On another jaunt back from Canada, I innocently asked the INS person on duty at Toronto Airport what documents he wanted to see from my wife. "If she ain't got a green card, she ain't going nowhere," answered this dedicated promoter of Anglo-American relations in his best ungrammatical INS-speak. Geez, I thought, what a really sweet welcome to the U.S. of A. Maybe that encounter was dug up from the INS records and used to determine that my wife is an unsavory character and might be an idealogue with the Scottish Liberation Army, thus mandating a year-long wait for green card renewal.

Anyway, this tale has a happy ending. After Congressman Hoyer jumped into the fray we suddenly received an appointment in Wheaton to get pictures and thumbprints processed for the new card. While there, the old greenie was extended through February of 2007 "in case the new card doesn't arrive before then." Amazingly, two weeks to the day after our sojourn up the beltway and through the wilds of Wheaton the new card arrived in the mail! Wow, I thought, I had witnessed both the post office and the INS actually operating efficiently. I had to sit down and fan myself.

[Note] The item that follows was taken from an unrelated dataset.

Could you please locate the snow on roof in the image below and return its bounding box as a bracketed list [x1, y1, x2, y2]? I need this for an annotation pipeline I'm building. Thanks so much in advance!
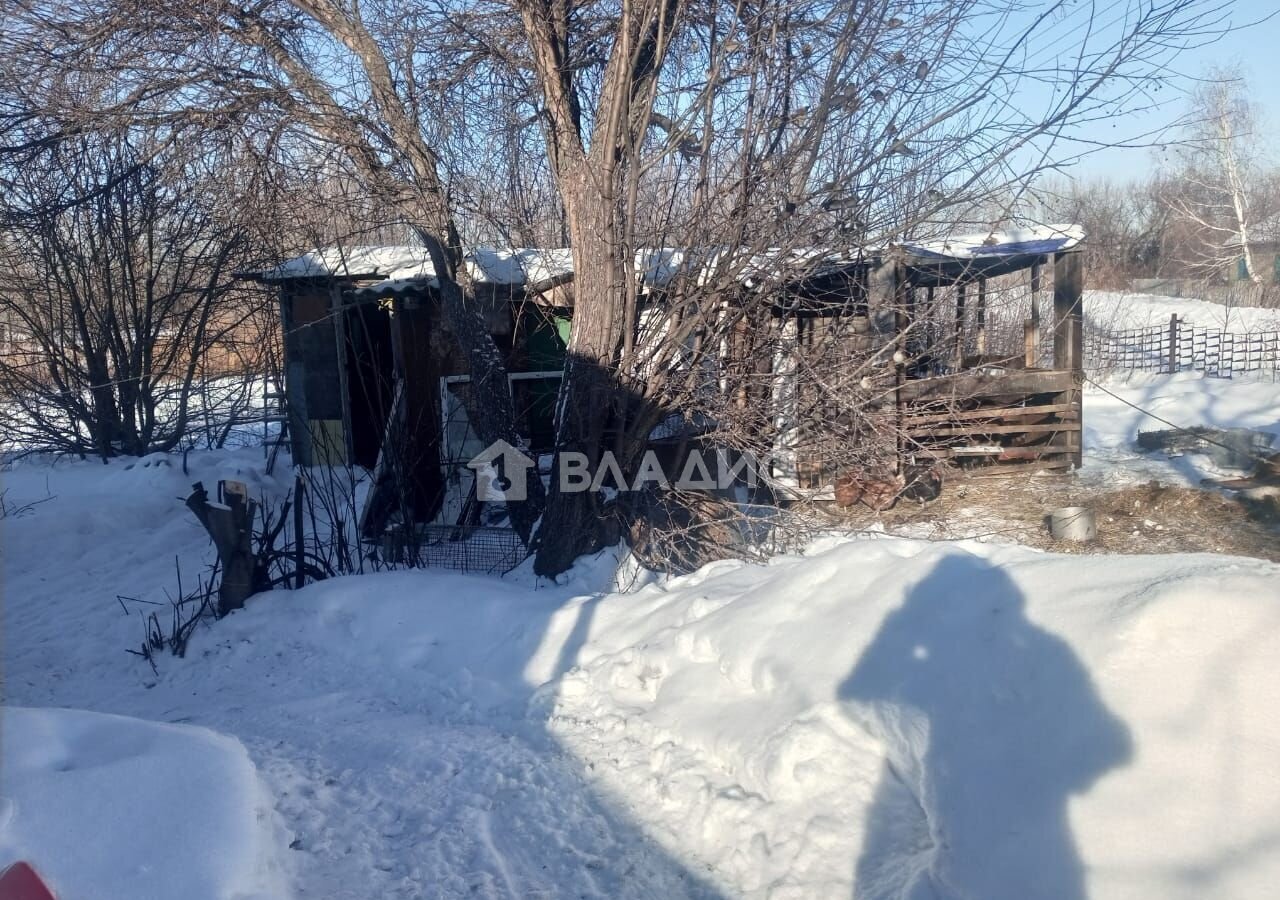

Nevertheless, I can not fathom why these government bureaucracies can't communicate with people and take the time to explain why there might be a delay in finishing a task that is of the utmost importance to the person involved. My poor wife had visions of being tossed out of the country. It isn't remotely fair.

I suspect Congressman Hoyer's intervention played a big role in getting the INS people into efficiency mode, and I thank him and his staff for that. However, I believe everyone in a similarly frustrating situation should receive the same treatment from the INS, but I know that's wishful thinking.